Dalila Scruggs joins Smithsonian American Art Museum as the museum’s first-ever Augusta Savage curator of African American art.
Scruggs has a background in both educational and curatorial roles, with experience across numerous mediums including painting, prints, sculpture and photography from the 19th and 20th centuries.
Her position is named in honor of Augusta Savage, an artist, teacher, and community art program director associated with the Harlem Renaissance. In her new role, Scruggs will contribute to the museum’s exhibition program and collecting priorities related to African American art. She will also contribute to the cross-departmental initiative “American Voices and Visions” to reinstall the museum’s collection. Scruggs begins her new position on April 22.
“I am delighted to welcome Dalila Scruggs to SAAM as the inaugural Augusta Savage Curator of African American Art,” Stephanie Stebich, director of the Smithsonian American Art Museum, said in a statement. “SAAM is home to one of the most significant collections of African American art in the world, and I am so pleased that Dr. Scruggs will bring fresh, thoughtful analysis to these works that evoke themes both universal and specific to the African American and the American experience.”
Since 2021, Scruggs has been the curator for photography and prints at the Schomburg Center for Research in Black Culture in New York. In 2020, she was a guest curator at the Brooklyn Museum.

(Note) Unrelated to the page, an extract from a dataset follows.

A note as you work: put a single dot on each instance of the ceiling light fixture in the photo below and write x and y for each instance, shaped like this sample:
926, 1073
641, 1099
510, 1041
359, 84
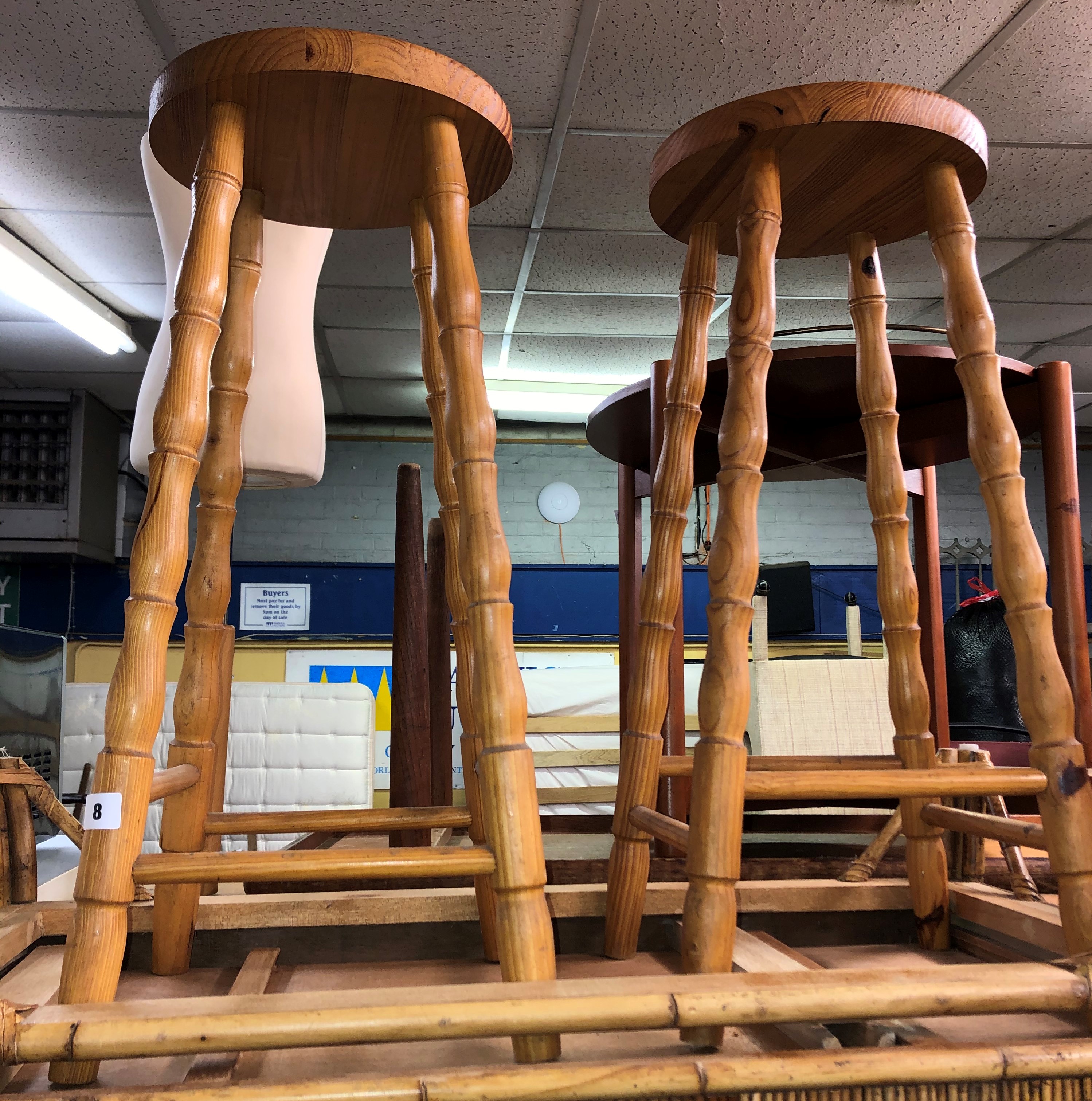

Prior that, she was a consulting curator at the Paul R. Jones Collection of American Art at the University of Alabama, an assistant curator of American art at the Brooklyn Museum, and a curatorial fellow at the Williams College Museum of Art.
She has also written articles, among them,“Activism in Exile: Elizabeth Catlett’s Mask for Whites” for the American Art journal, and has contributed to books such as Brooklyn Museum: Highlights and The Awe of the Arctic: A Visual History, the latter for the New York Public Library. Scruggs earned her doctorate from Harvard University in the history of art and architecture.
The Augusta Savage curator of African American art position was funded by anonymous donors with a $5 million endowment.